Irish campaigner for the blind

Alice Stanley Armitage (24 February 1869 – 30 August 1949) was a campaigner for the blind and principal founder of the National Council for the Blind of Ireland.

==Family==
Alice Stanley Armitage was born in County Tipperary, the daughter of Thomas Rhodes Armitage and Harriet Black. Her mother was the heiress of the Noan estate, County Tipperary. Her father, a physician who became blind in adulthood, founded the Royal National Institute for the Blind in England. She was the niece of painter Edward Armitage, who painted her portrait in 1891, and the first cousin of politician Robert Armitage.

== Career in philanthropy ==
Armitage was a member of the executive council of the Royal National Institute for the Blind, and established a school for the blind in Zeitoun, Egypt, in 1901, fulfilling her late father's wishes. During and after World War I, she focused on the needs of newly-blind veterans.

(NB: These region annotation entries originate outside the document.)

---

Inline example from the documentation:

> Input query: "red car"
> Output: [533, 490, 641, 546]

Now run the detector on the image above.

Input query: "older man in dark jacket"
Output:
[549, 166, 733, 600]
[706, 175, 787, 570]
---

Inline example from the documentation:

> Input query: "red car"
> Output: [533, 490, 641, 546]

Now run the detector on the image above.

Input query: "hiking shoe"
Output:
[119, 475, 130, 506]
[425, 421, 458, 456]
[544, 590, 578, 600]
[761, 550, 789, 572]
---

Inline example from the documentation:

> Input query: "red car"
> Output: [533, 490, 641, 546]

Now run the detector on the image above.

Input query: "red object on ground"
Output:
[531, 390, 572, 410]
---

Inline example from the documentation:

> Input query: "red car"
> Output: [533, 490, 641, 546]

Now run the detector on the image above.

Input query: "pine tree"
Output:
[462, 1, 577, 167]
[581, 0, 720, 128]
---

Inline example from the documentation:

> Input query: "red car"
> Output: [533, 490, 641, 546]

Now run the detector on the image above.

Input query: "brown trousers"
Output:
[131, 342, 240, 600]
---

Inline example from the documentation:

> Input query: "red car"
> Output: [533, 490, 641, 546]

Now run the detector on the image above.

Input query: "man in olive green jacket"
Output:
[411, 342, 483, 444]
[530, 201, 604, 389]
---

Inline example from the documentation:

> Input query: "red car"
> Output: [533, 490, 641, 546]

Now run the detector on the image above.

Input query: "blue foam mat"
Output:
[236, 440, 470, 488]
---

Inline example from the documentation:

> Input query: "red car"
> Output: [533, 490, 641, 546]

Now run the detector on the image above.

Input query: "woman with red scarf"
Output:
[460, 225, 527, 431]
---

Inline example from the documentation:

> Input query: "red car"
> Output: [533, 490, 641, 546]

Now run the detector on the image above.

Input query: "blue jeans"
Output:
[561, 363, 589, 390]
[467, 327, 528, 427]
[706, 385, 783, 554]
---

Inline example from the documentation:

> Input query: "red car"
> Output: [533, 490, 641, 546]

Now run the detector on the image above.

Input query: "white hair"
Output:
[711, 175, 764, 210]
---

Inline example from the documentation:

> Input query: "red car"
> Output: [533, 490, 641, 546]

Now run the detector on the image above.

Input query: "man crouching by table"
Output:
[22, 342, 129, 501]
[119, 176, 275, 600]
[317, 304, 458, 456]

She was the principal founder and first president of the National Council for the Blind of Ireland when it was established in 1931, under the original name of the National Council for the Welfare of the Blind of Ireland. Her small but lavish acts of generosity, involving chocolates, strawberries, theatre tickets, or other treats, were fondly recalled.

== Death and legacy ==
Armitage was deaf in her later years, and lived sparely, devoting all her available resources to her causes; she died on 30 August 1949 in Chertsey, Surrey, at the age of 80. The Armitage Memorial Fund, benefiting blind causes in Ireland, was established in her memory. Armitage House, the expanded headquarters of the National Council for the Blind of Ireland, opened in the late 1960s. A plaque was unveiled to a number of the Armitage family members involved in advocacy for the blind and partially sighted at Magorban Church, Cashel in 2006. Edward Armitage's portrait of Alice Stanley Armitage is in the collection of the University of Limerick.

Her niece Doris Mary Rhodes Armitage (1900–1979) was later president of the National Council for the Blind of Ireland.